Weekly Opinion/Editorial
Poverty in Oklahoma!
by Steve Fair
Oklahoma is a poor state. We rank 43rd in the country in per capita income. The average Oklahoman earns $5,000 less per year than the average American doing the same job. For a state centrally located in the heart of the country with a good climate, it’s apparent the reason we have not prospered has been a lack of progressive principled leadership in our state government. Democrats controlled our state legislature for the first one hundred years. Their lack of vision and leadership, coupled with a multitude of political scandals got us to this point. Economic challenges tend to lead to social challenges such as poverty. In a recent study, Oklahoma came up short in providing for our children.

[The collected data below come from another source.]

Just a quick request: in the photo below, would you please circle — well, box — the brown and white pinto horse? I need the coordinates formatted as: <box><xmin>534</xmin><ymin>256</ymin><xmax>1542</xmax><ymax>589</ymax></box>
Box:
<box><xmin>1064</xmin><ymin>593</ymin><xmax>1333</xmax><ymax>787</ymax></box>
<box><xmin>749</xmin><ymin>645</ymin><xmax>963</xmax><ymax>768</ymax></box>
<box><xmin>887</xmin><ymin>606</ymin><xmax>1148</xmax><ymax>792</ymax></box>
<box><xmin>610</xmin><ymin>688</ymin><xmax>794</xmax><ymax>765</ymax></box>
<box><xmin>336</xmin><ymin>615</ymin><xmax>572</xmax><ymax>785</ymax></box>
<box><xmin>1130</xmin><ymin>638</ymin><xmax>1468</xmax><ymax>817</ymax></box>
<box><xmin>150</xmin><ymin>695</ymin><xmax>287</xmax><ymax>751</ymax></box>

The Annie E. Casey Foundation annually rates states in ten categories in child well-being. Last year, Oklahoma was 42nd in the U.S. overall, but this year we slipped another notch to #43. One of the disturbing items in the report was that twenty four percent of the kids in Oklahoma live in households with income below the poverty line. When the report was issued, the education lobby in the state seized the opportunity and blamed the problem on Oklahoma’s lack of education. To the educators’ way of thinking, if we could just get everyone educated, poverty would disappear. Evidence does support the theory that states with more educated citizens have less poverty, but many states with education levels similar to Oklahomans are doing much better. Opportunity and jobs increase income, not just education.

Oklahoma has made some flawed decisions through the years concerning education. A major one was seeking education funding solutions by becoming partners with the gambling industry. The increase in the availability of gambling in our state is one of the main contributors to the poverty problem in our state. It’s a statistical fact that gambling negatively impacts a state by increasing social problems. Gambling produces nothing- it consumes and the more frequent gamblers are usually those who can least afford it. Gambling is a classic example of self-inflicted poverty, yet in Oklahoma education has formed an unholy alliance with the gambling industry to increase funding.

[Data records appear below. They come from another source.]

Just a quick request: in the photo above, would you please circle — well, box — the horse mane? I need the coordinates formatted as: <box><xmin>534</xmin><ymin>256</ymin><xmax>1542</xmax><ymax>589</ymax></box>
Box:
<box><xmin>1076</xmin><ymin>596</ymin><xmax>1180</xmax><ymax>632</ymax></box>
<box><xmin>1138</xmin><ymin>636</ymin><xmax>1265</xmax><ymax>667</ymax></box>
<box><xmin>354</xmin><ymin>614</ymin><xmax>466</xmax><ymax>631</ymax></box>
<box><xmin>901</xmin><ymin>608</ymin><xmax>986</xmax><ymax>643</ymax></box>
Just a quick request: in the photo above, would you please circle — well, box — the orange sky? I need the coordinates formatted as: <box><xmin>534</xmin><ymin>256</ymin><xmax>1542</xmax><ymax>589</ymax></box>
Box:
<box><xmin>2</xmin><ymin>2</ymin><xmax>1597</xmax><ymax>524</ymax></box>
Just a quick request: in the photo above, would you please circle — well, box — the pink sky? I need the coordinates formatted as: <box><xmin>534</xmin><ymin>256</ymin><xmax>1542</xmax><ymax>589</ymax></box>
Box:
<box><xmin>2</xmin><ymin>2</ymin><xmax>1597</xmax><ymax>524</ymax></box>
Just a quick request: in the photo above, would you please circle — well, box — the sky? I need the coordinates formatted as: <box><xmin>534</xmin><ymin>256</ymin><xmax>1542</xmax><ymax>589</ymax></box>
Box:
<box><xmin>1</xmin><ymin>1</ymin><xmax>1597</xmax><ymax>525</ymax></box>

If we want to get serious about poverty in Oklahoma, the state legislature must address and deal with some hard issues. A couple of those issues are tort reform and workers compensation. There are others, but these two are a good place to start. State legislators must get serious about creating a more positive business climate in the state. By doing that, existing business will expand and potential business will consider relocation to the Oklahoma.

If we want to combat poverty in Oklahoma, educational leaders must get serious about educating our state’s children. Their solution is always to ask for more money, but throwing money at education has proven to not be the answer. If the education establishment really cares about moving the state forward, they must start thinking outside the box and get off the “give us more money” soapbox. It’s been a drum they have beat for decades and we are still poor and uneducated. They can start by embracing concepts like administration and infrastructure sharing by school districts.

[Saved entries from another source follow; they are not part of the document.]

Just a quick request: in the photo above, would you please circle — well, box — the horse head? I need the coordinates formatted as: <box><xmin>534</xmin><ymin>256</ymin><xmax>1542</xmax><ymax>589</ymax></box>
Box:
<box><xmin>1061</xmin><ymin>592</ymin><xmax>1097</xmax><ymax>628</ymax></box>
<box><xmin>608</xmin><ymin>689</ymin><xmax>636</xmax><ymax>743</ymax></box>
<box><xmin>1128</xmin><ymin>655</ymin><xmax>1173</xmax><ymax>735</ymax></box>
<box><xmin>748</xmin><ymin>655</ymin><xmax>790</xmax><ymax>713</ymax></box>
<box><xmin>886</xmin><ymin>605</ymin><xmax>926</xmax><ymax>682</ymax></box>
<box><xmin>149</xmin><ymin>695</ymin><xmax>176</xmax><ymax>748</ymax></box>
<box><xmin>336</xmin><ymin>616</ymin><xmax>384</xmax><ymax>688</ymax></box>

If we want to combat poverty in Oklahoma, men must become the leaders of the family. Instead of being satisfied to let the government provide the basic necessities of life, they should take some personal initiative and get a job. Our state government using our tax dollars has created an environment that rewards laziness and inactivity. When energy based employers in the Sooner state are begging for help, there is no excuse for any able bodied man to be on the government dole. The Bible teaches that a man who doesn’t provide for his family is worse than an infidel. It also teaches if a man won’t work, he shouldn’t eat. Oklahoma males must step up to the plate and take more personal responsibility and equity in their families.

Poverty is a universal problem. Christ said the poor would always be with us, so permanently alleviating poverty will never be achieved no matter how generous a public policy toward the poor. And just because an Oklahoma kid lives in a home without an X box, that doesn’t make them poor. What makes them poor is living in a state where educators use them as pawns to try to justify more funding. What makes them poor is living in a state that fails them by having not creating a business environment that creates jobs for their parents. What make them poor are parents who spend more time at the casino than they do with their kids.